Velvet Buzzsaw: recensione del film horror Netflix di Dan Gilroy

È arrivato su Netlix il nuovo film realizzato dal colosso dello streaming e diretto da Dan Gilroy, Velvet Buzzsaw, un horror con Jake Gyllenhaal, Toni Colette, Rene Russo e la partecipazione di John Malkovich.

Velvet Buzzsaw: sinossi

Jake Gyllenhaal e Toni Colette in Velvet Buzzsaw

Nello spietato mondo dell’arte contemporanea, Morf (Jake Gyllenhaal) è un critico d’arte che collabora con la gallerista di successo Rhodora (Rene Russo), con la quale lavora anche l’ambiziosa agente Josephina (Zawe Ashton). La vita di Josephina e delle persone che ne fanno parte però verranno radicalmente influenzati da una scoperta che si rivelerà un’arma a doppio taglio: quando Josephina trova decine di quadri nell’appartamento del deceduto vicino di casa, questi la porteranno al successo, ma metteranno tutti in grave pericolo.

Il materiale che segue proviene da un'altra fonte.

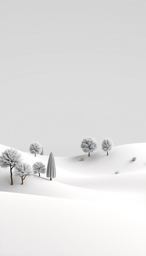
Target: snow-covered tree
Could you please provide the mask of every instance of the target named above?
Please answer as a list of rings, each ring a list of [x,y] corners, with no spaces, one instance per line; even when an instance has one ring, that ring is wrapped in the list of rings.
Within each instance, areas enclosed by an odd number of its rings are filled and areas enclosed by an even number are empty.
[[[102,143],[102,149],[106,152],[107,151],[107,155],[108,155],[108,151],[112,149],[113,146],[113,143],[111,139],[108,138],[104,139]]]
[[[36,162],[33,165],[34,173],[39,174],[40,177],[40,173],[45,173],[46,171],[45,165],[42,162]]]
[[[50,178],[50,180],[52,180],[52,178],[55,178],[56,177],[56,167],[53,152],[51,152],[49,158],[46,168],[46,177]]]
[[[2,153],[2,155],[0,156],[0,166],[1,167],[7,168],[8,166],[10,167],[11,185],[13,185],[12,170],[15,164],[22,160],[21,153],[12,148],[6,149]]]
[[[19,163],[15,165],[14,167],[14,172],[15,175],[19,175],[21,177],[21,185],[23,185],[23,180],[27,176],[31,176],[33,173],[33,170],[30,165],[23,162]]]
[[[43,147],[42,147],[42,152],[41,152],[40,154],[42,155],[44,155],[44,148],[43,148]]]
[[[39,155],[41,153],[42,147],[39,143],[34,142],[30,145],[29,151],[31,154],[35,154],[35,157],[36,154]]]
[[[94,152],[97,148],[96,141],[93,138],[85,138],[81,142],[81,147],[84,152],[88,152],[88,156],[89,157],[90,153]]]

Velvet Buzzsaw: le nostre impressioni

Dan Gilroy torna a collaborare con Jake Gyllenhaal dopo il perturbante Lo sciacallo – Nightcrawler, nel quale aveva messo in scena un’oscura e spietata critica dell’industria televisiva e del giornalismo nero, con un film che condivide in effetti dei tratti di critica sociale con il lavoro precedente. Anche se Lo sciacallo in confronto risulta essere un’opera più feroce ed inquietante, anche Velvet Buzzsaw presenta degli aspetti degni di nota.

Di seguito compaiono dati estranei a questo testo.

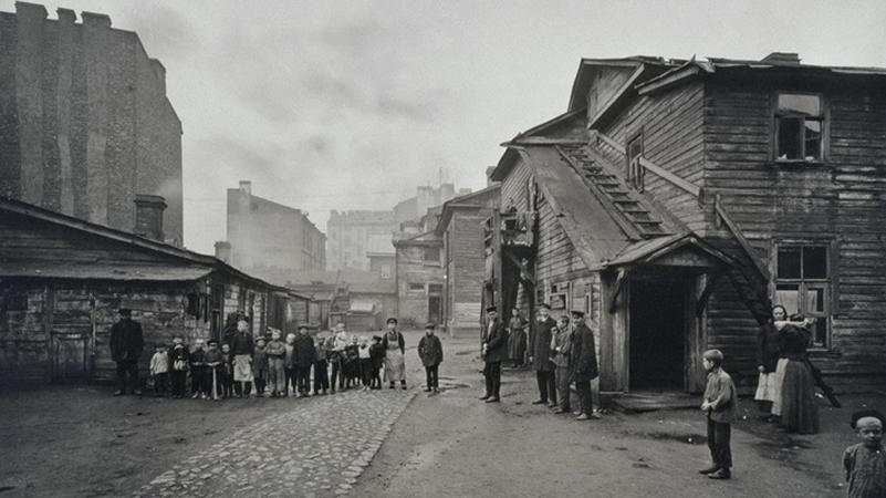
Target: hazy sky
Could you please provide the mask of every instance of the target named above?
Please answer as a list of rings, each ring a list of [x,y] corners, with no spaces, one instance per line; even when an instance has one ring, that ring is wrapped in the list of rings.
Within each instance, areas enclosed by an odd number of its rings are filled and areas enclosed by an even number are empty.
[[[498,144],[562,113],[578,61],[633,54],[886,66],[886,2],[122,1],[184,124],[185,242],[225,238],[225,189],[310,212],[388,209],[439,169],[481,188]],[[10,0],[0,10],[14,11]]]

Una scena di Velvet Buzzsaw

Partendo dall’interessante ed originale idea di ambientare un horror soprannaturale nelle sofisticate gallerie di arte contemporanea, Gilroy ricostruisce un contesto in cui regna sempre uno sciacallaggio che viene (non del tutto) celato dietro a bei vestiti di personaggi meschini e a interni di curatissimo design. Quello dell’arte contemporanea è un argomento cui ultimamente il cinema si è interessato molto per mostrarne i suoi aspetti più controversi: si pensi al più algido e disincantato The Square di Ruben Ostlund o alla più spassosa e fresca commedia Mi obra maestra (Il mio capolavoro) di Alexandre Duprat. È sempre curioso vedere l’incontro/scontro sinergico di due forme d’arte, specialmente come nel caso di Velvet Buzzsaw, quando una delle due reinterpreta criticamente alcune caratteristiche dell’altra. Ciò che rende questo film Netflix più accattivante della produzione media della piattaforma dello streaming è infatti la brillante idea di tingere d’orrore le dinamiche commerciali dell’arte contemporanea, dando spazio e voce alla vendetta delle opere stesse, vittime prime ed ultime dell’opportunismo umano.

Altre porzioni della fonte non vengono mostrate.